Traditional Raised Garden Beds…

  • Require tilling and digging, which releases carbon dioxide into the atmosphere, damaging the already fragile ozone layer.

  • Most folks fill raised garden beds with soil and compost, which can get expensive very quickly, and traditional garden bed soil is not as fertile as a Hügelkultur bed filled with microorganisms.

  • Dry out quickly and require frequent watering, often multiple times a day in peak summer heat.

Step-By-Step Guide for Building Your Own Hugelkultur Bed

1. Identify a spot in your yard that is ideal for building your hügelkultur bed. Ideally, you’re going to need at least 32 square feet (ex. 8 x 4 ft) of space to be successful with a build like this (but we’ve seen and built beds many times as big, and smaller too!).

2. If the area where you’re going to build your bed has grass, you will need to remove that and strip it down to bare soil before proceeding

3. Gather materials such as old or rotting wood, lumber, bark, branches, grass clippings, plant roots, wood chips, cardboard, compost, hay or straw, etc.
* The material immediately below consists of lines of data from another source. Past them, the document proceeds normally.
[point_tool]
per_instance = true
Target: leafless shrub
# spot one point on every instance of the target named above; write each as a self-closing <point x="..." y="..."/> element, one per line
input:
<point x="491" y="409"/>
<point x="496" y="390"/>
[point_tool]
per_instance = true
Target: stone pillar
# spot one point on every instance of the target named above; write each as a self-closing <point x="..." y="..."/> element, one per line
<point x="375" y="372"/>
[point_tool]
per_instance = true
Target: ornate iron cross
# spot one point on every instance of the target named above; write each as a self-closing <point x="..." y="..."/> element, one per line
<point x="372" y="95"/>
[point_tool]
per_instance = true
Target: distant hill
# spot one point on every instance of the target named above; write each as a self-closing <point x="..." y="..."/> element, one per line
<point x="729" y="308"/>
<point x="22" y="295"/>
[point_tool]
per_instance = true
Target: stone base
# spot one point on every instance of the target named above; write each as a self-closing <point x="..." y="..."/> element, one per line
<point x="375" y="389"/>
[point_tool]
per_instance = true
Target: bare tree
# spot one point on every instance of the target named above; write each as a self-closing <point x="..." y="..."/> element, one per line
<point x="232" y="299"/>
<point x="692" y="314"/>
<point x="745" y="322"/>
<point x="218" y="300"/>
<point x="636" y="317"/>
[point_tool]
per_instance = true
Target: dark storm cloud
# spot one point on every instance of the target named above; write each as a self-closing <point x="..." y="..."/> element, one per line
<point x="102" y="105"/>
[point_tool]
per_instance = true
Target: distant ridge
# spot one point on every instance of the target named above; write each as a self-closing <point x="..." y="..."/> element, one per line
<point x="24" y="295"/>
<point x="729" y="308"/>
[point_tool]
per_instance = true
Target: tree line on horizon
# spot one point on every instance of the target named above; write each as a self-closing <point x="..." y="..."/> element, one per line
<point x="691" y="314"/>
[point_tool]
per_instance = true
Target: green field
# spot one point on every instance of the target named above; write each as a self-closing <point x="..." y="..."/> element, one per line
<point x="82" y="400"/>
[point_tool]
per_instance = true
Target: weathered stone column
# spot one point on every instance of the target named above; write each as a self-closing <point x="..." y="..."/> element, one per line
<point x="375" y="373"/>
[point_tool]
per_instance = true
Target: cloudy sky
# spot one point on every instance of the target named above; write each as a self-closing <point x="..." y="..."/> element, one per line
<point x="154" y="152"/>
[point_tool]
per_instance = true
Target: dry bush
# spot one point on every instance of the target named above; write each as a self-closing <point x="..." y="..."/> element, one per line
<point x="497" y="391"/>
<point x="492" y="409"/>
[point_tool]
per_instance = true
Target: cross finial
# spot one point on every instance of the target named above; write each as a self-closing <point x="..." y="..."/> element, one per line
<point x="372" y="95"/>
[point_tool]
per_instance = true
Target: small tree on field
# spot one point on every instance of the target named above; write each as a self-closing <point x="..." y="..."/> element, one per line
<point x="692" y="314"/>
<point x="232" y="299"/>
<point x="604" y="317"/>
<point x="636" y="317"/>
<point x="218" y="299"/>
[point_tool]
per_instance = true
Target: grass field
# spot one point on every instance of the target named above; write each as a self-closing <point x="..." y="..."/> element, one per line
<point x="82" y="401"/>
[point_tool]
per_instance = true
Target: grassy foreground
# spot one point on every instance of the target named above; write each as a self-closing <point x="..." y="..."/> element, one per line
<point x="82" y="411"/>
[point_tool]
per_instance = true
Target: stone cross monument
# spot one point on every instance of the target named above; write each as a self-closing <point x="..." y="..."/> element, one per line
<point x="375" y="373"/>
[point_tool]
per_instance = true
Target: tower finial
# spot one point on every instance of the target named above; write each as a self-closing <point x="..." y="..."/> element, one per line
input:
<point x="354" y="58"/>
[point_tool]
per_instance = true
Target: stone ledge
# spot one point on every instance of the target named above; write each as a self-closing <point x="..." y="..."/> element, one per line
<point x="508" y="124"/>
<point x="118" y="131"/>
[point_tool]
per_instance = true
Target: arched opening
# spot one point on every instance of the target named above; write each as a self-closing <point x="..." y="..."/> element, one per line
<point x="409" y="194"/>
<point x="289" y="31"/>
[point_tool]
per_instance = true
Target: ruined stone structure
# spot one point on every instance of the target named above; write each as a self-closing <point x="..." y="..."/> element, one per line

4. Lay the BASE LAYER - a mix of large stumps or chunks of old or rotting wood, large branches, or bark.

5. Lay the 2ND LAYER - a mix of smaller branches, and untreated lumber (a great way to use half-rotted lumber).

6. Lay the 3RD LAYER - a mix of twigs, leaves, and organic garden debris/clippings.

7. Lay the 4TH LAYER - a mix of manure, compost, and subsoil - this layer fills in the gaps of your bed or hill.

8. Finally, add the TOP LAYER - add compost, topsoil, straw or hay, and mulch

Pro Tips:

  • Plant things that need more water nearer the bottom and those that like it drier near the top.

  • You can plant in the sides as well to increase yields in a small garden.

  • You can plant in the sides as well as top and bottom increasing yields in a small garden

Tree Varieties To Avoid Using in Hugelkultur

  • Black Locust (will not decompose)

  • Black Walnut (juglone toxin)

  • Old Growth Redwood (heartwood will not decompose and redwood compost can prevent seed germination)

Building a Hügelkultur bed is one of our favorite projects to work on at Dryland Revival.